The hurricane is a spinning mass of thunderstorms. These storms form in bands that spin around the center of circulation. The winds are strongest near the center of circulation. This region is called the eye wall. The closer a place is to the eye wall the stronger the winds can be expected to be.

The onshore region of a hurricane tends to be stronger. When a hurricane makes landfall the wind will be coming from the ocean toward the land (onshore) on one side of the hurricane and the wind will be coming from the land toward the ocean (offshore) on the other side of the hurricane. The onshore winds are stronger because there is less friction over the ocean surface. The storm surge is the strongest in this region also since the winds are piling ocean water toward the land.

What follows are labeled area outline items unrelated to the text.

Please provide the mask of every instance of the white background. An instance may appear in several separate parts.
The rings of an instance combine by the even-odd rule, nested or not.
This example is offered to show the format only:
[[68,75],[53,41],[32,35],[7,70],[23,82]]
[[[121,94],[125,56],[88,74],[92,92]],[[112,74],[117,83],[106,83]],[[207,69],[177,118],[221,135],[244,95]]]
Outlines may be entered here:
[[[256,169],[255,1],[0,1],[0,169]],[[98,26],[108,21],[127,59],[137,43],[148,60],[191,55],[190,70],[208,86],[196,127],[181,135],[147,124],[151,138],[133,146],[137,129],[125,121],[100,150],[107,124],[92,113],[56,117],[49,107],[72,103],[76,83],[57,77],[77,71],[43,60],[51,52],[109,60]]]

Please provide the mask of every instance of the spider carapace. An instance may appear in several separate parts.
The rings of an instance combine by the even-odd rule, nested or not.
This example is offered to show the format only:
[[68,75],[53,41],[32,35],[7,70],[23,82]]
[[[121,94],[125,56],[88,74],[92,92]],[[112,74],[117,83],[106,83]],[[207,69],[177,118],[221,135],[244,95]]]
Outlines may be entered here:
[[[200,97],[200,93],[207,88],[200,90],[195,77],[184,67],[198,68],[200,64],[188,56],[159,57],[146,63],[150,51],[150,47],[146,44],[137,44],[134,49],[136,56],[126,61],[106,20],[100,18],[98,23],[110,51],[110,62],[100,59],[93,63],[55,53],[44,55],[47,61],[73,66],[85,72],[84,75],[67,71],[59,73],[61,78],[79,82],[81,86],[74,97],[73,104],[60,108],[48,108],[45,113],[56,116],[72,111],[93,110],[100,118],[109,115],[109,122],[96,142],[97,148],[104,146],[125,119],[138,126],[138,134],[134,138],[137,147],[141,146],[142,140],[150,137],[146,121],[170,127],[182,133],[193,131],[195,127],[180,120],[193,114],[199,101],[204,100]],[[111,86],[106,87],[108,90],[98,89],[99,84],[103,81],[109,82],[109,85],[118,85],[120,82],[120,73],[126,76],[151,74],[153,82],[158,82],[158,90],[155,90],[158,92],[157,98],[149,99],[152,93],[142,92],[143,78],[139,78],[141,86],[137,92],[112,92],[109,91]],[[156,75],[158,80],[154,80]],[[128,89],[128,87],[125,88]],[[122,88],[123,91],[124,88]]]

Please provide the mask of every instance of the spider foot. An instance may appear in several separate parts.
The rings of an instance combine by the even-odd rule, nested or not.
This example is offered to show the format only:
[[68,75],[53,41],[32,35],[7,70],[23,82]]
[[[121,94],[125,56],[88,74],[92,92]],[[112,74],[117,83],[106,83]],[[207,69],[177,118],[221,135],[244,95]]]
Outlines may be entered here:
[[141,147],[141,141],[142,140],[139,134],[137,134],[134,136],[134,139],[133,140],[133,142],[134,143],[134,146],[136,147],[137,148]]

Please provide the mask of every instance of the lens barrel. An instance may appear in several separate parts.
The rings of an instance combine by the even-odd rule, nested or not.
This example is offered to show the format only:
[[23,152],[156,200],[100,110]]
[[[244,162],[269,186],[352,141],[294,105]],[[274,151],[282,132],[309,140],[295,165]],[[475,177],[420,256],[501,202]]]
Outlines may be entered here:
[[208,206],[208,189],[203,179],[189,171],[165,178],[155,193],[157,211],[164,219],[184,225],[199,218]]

On the onshore side of a hurricane the hurricane's forward motion combines with the storm relative wind velocity. Thus, this also contributes to winds being stronger on the onshore side especially for faster moving hurricanes. As air moves from the water onto land it is sheared. The land slows the wind down somewhat while the wind speeds aloft remain at a stronger intensity. This produces vertical speed shear. Friction also turns the wind more toward lower pressure over the land. This produces vertical directional shear. This enhanced shear with the presence of thunderstorms increases the likelihood of tornadoes. Thus, it is common for a tornado watch to be issued for the Northeast quadrant of a hurricane. This quadrant is the region that often experiences onshore flow.

In a hurricane situation keep close tabs on updates from the Tropical Prediction Center.